Once these projects translate their ideas into a marketable product, they will graduate and payback to their incubation cost to the University. New batch of incubates will then go through a similar process. According to Mengesha Mamo (PhD), Director of University-Industry Linkage and Technology Transfer at AAU, the University will get 5pct free equity shares in each project turned company.
Once the TBI center runs successfully, the University will move to establish a more complex Science and Technology Park (S&TP) in collaboration with stakeholders.
Before launching the workshop, a team of experts led by Mengesha Mamo (PhD), visited universities in South Korea for benchmarking. A similar tour will be made to other universities for same.
The visit to Korea was useful as the country had profound experience in the issue, Mengesha said. The East Asian tiger has been able to transform its economy into a Knowledge based one through these initiatives.

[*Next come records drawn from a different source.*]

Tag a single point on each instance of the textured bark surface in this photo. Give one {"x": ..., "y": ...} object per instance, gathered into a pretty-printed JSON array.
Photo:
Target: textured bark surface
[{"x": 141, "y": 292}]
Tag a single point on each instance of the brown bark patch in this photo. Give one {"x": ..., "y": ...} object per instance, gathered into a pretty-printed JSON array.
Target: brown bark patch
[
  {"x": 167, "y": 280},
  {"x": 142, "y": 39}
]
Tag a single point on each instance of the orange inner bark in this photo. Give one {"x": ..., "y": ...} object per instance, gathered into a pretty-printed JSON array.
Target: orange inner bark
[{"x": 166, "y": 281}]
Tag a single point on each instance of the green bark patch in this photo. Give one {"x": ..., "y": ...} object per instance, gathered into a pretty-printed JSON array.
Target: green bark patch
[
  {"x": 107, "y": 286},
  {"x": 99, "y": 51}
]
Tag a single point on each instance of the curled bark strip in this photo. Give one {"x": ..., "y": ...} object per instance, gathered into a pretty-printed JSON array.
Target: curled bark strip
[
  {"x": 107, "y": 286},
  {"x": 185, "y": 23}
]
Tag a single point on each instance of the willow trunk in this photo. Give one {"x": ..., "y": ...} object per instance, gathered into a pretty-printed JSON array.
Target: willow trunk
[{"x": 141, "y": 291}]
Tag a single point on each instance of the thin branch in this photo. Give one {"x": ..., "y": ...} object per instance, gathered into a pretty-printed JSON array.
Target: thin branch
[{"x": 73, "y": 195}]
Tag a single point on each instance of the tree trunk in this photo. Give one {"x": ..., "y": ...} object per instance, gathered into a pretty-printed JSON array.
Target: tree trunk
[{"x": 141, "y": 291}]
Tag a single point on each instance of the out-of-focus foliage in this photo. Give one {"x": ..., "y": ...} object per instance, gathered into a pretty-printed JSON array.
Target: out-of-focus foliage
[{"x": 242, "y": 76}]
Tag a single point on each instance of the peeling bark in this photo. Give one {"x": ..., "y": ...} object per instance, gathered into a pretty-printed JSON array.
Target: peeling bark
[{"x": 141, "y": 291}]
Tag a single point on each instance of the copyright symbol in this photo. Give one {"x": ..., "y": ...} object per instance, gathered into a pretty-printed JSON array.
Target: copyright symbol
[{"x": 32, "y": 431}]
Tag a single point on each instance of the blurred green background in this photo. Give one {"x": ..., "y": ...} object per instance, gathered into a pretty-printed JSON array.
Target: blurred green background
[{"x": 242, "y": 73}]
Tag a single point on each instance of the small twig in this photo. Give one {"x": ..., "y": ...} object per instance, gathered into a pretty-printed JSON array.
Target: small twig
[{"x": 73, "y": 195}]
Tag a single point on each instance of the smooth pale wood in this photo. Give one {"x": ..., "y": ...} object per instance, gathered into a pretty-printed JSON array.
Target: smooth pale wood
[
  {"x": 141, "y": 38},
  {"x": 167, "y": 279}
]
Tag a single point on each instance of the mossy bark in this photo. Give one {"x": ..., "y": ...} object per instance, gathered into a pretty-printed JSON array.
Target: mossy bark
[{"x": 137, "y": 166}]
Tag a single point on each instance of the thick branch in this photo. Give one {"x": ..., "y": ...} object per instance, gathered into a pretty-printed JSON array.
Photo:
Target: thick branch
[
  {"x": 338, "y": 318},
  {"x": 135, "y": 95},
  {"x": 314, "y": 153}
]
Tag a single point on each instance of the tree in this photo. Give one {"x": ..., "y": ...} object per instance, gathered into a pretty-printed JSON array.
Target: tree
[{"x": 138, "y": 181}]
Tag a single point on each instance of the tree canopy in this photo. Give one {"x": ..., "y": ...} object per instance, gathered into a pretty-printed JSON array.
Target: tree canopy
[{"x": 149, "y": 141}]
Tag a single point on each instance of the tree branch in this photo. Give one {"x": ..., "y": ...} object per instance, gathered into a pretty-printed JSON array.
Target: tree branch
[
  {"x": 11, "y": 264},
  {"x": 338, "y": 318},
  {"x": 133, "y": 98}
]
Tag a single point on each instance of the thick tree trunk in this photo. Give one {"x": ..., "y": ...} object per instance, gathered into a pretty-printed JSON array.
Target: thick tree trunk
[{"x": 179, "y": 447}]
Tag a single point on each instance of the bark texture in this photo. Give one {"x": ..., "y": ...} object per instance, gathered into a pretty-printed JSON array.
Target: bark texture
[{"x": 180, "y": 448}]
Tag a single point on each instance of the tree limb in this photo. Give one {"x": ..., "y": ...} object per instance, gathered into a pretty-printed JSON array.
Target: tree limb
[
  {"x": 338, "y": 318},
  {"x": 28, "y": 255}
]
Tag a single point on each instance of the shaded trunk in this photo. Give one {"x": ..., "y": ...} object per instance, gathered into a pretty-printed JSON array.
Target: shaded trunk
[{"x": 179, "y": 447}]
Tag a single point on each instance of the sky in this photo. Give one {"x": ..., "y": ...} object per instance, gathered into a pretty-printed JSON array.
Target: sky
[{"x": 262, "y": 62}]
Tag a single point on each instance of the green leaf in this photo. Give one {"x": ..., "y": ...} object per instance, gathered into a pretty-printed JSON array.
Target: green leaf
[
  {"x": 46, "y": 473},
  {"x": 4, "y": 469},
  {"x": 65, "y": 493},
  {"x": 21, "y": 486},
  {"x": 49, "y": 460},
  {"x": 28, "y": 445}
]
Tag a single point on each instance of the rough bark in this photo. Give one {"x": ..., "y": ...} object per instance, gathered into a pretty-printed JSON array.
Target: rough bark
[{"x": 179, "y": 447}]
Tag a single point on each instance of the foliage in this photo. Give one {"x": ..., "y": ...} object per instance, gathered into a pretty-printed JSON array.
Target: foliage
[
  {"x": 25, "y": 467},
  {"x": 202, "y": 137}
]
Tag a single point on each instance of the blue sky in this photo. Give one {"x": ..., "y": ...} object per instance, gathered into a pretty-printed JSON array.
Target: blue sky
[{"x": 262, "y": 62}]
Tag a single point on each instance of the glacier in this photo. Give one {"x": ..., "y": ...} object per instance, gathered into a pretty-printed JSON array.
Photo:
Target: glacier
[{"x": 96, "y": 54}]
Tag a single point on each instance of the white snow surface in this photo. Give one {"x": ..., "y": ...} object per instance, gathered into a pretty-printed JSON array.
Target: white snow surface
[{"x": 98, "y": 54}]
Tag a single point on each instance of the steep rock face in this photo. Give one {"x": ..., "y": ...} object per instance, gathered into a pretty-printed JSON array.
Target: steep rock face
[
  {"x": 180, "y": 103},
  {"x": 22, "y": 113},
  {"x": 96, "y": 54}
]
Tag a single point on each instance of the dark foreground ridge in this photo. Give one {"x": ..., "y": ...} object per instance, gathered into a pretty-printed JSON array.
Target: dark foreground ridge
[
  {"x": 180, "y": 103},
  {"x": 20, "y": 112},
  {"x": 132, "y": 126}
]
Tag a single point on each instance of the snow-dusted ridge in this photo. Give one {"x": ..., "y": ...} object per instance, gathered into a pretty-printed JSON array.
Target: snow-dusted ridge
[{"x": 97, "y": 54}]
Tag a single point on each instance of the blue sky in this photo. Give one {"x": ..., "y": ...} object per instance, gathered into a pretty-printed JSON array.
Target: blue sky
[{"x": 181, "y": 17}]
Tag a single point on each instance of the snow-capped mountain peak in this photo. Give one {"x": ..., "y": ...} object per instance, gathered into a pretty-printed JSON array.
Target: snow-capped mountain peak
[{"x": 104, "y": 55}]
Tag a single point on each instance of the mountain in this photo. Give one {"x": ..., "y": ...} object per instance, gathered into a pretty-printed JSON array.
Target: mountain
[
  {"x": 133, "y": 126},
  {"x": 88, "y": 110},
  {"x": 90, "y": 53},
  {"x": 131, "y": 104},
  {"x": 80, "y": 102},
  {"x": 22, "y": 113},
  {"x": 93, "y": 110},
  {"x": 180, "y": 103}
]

The plan is to replicate the same in Ethiopia.
The mission of a TBI is to facilitate the commercialization of research results as well as the acquisition and use of state-of the-art technologies, which would promote domestic resource exploitation and improve the international competitiveness of national industry.
TBIs and S&TPs host enterprises from establishment to maturity. By this time, they are expected to be fully independent companies.
Records have it, the world’s first university research park started in the early 1950s near Stanford University, USA. This was the seed for the community known today as Silicon Valley.